Currently, the Zoe Incubation is training 420 people on the basics of becoming a call centre trainer. Half of this number will be placed in call centres outside of Delft, and the rest will be placed at the new call centre once completed in September. These 420 individuals are young people between the ages of 18 and 35, 50% are single moms, 35% high school dropouts, 2% are physically challenged and the rest are unemployed community members.

The smaller business, the startup and the fresh-faced entrepreneurial ing'enue are far more likely to adopt the benefits and opportunities offered by remote working and the connectivity of FTTH. They are finding it easier to adapt to teleworking and teleconferencing and to adopt it as part of their corporate culture. The larger corporate, however, is still set in its ways.

Says Pronk: "South African culture is to look people in the eye, so face-to-face meetings are still the standard. However, younger workers are embracing the digital side of things far more so this may well change in the future. Also, different segments are more flexible, such as call centre workers, developers, online sales people et al, where there is room for them to work from home."

Calvin Collett, CEO, iConnect Telecoms, agrees: "It's a massive step we have to take together and, right now, most corporates aren't ready. Fibre infiltration in South Africa only started in October 2015 and while there has been massive uptake, it's still too early to say."

A remote future

Until now, most organisations have had to endure the fun of DSL with copper degradation, distance from the exchange, attenuation and theft all impacting on quality and performance. With fibre, however, these challenges are a thing of the past as connectivity is consistent and reliable - if it's a 100Mbps connection, then that's what you get. This is something of a novelty in South Africa...

"I think 18 months from now we'll be having different conversations," says Collett. "We'll have large areas of the metropolitan fibred up and customers will be using those fibre connections. At that point it will be a worthwhile conversation to have with your employer because there's no excuse for downtime."

The story of fibre in South Africa has really just begun. It's introducing new levels of capability for the organisation and igniting new ways of thinking when it comes to productivity, solutions and accessibility. Cloud infrastructure can reach its potential and the Internet of Things has room to expand into corporate and personal innovation. Fibre is bringing a more stable, reliable and faster level of connectivity that makes accessing tools like Skype, e-mail and cloud-based services easier and quicker, and it's outstripping ADSL in terms of uptake and efficiency.

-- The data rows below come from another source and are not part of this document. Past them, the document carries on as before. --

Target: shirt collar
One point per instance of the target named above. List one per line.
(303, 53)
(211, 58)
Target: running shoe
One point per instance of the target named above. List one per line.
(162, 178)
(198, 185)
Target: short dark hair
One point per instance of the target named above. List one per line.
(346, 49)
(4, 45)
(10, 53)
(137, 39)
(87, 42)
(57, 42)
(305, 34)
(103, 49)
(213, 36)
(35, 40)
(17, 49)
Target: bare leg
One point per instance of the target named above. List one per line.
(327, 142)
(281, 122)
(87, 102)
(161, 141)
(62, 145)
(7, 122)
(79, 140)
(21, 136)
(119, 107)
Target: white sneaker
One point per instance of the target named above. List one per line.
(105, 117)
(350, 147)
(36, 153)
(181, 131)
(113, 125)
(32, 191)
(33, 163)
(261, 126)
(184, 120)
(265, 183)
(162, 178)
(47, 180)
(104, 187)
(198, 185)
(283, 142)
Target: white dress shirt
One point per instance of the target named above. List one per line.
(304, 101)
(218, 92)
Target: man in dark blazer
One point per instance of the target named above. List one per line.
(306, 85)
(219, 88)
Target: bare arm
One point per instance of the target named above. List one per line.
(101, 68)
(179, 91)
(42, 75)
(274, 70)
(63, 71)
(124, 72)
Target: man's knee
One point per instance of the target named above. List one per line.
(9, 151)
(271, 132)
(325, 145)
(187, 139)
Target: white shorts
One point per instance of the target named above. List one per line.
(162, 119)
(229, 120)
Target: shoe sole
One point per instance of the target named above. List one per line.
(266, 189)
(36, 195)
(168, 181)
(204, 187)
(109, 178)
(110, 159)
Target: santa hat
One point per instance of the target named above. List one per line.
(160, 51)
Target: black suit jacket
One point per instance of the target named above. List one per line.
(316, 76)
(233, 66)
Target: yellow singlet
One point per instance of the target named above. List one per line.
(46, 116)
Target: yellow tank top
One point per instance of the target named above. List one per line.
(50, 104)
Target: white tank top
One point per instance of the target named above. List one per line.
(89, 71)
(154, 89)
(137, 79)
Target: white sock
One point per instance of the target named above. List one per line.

"In the US, there's been a 26% increase in the number of jobs posted online offering jobs that entail work from home, with companies like Amazon, Kaplan, First Data and Convergys taking the lead in the last year," says Juanita Clark, CEO, FTTH Council South Africa. "This says that companies are realising the benefits. In fact, in one study, over 48% of the general workforce said they would take a salary cut if they could work from home. It's simply a matter of time, and the mind-set to let go of full control."